There is already much speculation if China and US are involved in some sorts of zero-sum game with the emergence of their TPP and RCEP trade agenda. If one looks at the fact that US does not participate in RCEP, and that China is not in TPP, one will simply take the easiest conclusion that there remains an ongoing ‘winner-takes-all’ mentality in the aspect of the two countries’ relationship. Again, this is a matter of perception; such worldview is not necessarily correct, but neither it is wrong, too. There exists, indisputably, a ‘race’ for more international influence from both countries, especially in their economic relationships.

But one does not simply go into a single corner to understand the full picture: China has not fulfilled all the ‘gold standards’ required by US in TPP negotiations, and US does not even have an existing free trade agreement with ASEAN. It is true that only in the recent years that China has gradually attempted to embrace economic reforms in lieu of its slowing-down growth rate, but Rome is not built in a day. The state-owned enterprises, loathed as they are for the inefficiencies, remain the major driving force of Chinese economy, and simply letting them compete with global firms will be analogous to learning to swim in a pond when one does not yet learn to swim in a pool. US participating in RCEP will bring more disadvantages just because US has not yet proposed any FTA with ASEAN member-states (except Singapore), due to the trade diversion effects potentially taking place upon the implementation. And, we all know, American government will not (almost for certain) ‘compromise’ with their high, ‘gold’ standards, largely insisting on the rules instead of the integration.

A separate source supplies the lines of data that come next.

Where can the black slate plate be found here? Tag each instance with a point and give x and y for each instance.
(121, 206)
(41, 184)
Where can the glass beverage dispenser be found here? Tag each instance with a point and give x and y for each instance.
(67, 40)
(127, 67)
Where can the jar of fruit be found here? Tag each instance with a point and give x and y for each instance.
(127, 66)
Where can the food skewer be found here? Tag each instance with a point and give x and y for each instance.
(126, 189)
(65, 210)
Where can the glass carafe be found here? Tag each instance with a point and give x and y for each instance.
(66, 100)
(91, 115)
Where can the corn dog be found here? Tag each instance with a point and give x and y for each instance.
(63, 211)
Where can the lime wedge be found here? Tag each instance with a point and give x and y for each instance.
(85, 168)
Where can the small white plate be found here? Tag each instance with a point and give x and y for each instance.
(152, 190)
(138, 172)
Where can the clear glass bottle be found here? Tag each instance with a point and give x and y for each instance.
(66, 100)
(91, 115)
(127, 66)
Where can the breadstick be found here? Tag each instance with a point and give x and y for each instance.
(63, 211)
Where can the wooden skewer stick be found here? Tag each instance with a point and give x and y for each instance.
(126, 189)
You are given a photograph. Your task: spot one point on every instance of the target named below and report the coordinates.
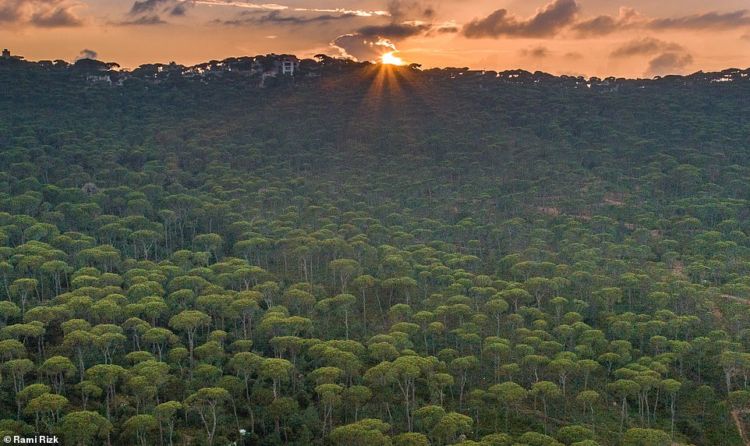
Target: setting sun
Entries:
(390, 58)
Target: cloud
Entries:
(709, 20)
(87, 54)
(537, 52)
(629, 18)
(405, 9)
(358, 47)
(278, 7)
(40, 13)
(147, 20)
(669, 63)
(278, 18)
(645, 46)
(605, 24)
(148, 12)
(546, 22)
(394, 30)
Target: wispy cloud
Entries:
(40, 13)
(279, 7)
(645, 46)
(547, 21)
(629, 18)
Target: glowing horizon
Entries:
(634, 38)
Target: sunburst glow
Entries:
(390, 58)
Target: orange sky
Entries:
(589, 37)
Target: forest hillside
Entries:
(372, 255)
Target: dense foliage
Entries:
(374, 256)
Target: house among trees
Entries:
(289, 65)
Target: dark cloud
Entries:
(709, 20)
(148, 12)
(146, 20)
(40, 13)
(629, 19)
(401, 10)
(361, 48)
(87, 54)
(394, 31)
(279, 18)
(147, 6)
(537, 52)
(605, 24)
(59, 17)
(546, 22)
(646, 46)
(672, 62)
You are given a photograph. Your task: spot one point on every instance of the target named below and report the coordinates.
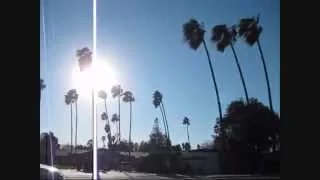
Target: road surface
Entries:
(116, 175)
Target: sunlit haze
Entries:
(101, 76)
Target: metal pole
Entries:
(95, 172)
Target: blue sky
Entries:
(143, 41)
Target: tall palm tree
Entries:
(42, 86)
(115, 119)
(128, 98)
(104, 116)
(103, 138)
(117, 92)
(250, 30)
(85, 58)
(186, 122)
(224, 37)
(75, 97)
(68, 101)
(72, 98)
(157, 102)
(194, 35)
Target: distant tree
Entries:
(42, 86)
(225, 36)
(157, 102)
(68, 101)
(250, 30)
(117, 92)
(128, 98)
(187, 146)
(103, 138)
(115, 120)
(104, 116)
(135, 147)
(157, 140)
(177, 148)
(85, 58)
(248, 130)
(186, 122)
(48, 146)
(90, 144)
(194, 35)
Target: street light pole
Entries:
(94, 53)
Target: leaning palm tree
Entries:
(103, 95)
(157, 102)
(186, 122)
(128, 98)
(75, 97)
(224, 36)
(194, 35)
(117, 92)
(115, 119)
(103, 138)
(85, 58)
(250, 30)
(104, 116)
(68, 101)
(42, 86)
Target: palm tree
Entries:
(68, 101)
(128, 98)
(157, 102)
(224, 36)
(85, 58)
(70, 98)
(42, 86)
(90, 143)
(104, 116)
(103, 138)
(117, 92)
(186, 122)
(103, 95)
(115, 119)
(250, 30)
(75, 96)
(194, 35)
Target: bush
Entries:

Major compromise: let it be

In the current format, the only best thing that can be done so far is to let the TPP and RCEP negotiations go separately as usual. None of them has entered into force, realizing that there are just too many issues all the negotiating, concerned countries will have to talk about. Still, sooner or later, even if these agendas eventually fail, trade will still take place as usual among the countries, but just on a wholly different level of integration, and in a way that would be rather chaotic and difficult to integrate. Nonetheless, both China and US realize that these are not simply the fixed-ending initiatives; they are simply the first step to a mega-regional economic integration in the future. TPP will not be limited to 12 countries only, as RCEP is not simply for 16 countries. China has resurrected again the FTAAP (Free Trade Area of the Asia Pacific) proposal in APEC 2014 Summit in Beijing. Once an American idea in bringing ‘harmonious’ integration among Asia-Pacific economies, the agenda failed in the early 21st century, given the perceived protectionism imposed by many of the countries at that time. That still exists, of course, to some extent, but given the increasing global economic integration brought about by globalization and disruptive technologies, one can no longer turn back the tide of time. United States can still play a major leadership role in Asia vis-a-vis China, only if the country is willing to let the latter integrate into the global stage. Still, to remain relevant in the world’s largest and most populous continent in a few decades to come, US should ensure that it can play an active economic role in more Asian countries, particularly in formulating a future US-ASEAN FTA. What I see is that US will only begin negotiating for such free trade agreement, if and only if ASEAN member-states can improve their trade regulations upon the adoption of RCEP in a few years. China, and other Asian countries, can also begin negotiating for upgraded versions of TPP, if and only if they can reform their economic structures, and ensure that the state-owned enterprises become more competitive, and more willing to improve their productivity rates. Only through hard compromises, can the TPP and RCEP eventually lead into FTAAP itself, which, I foresee, will take either one, or two decades, or even longer.

I’ve told you, it won’t be an easy, and nice, process. But still, an eventual integration is still minutely possible.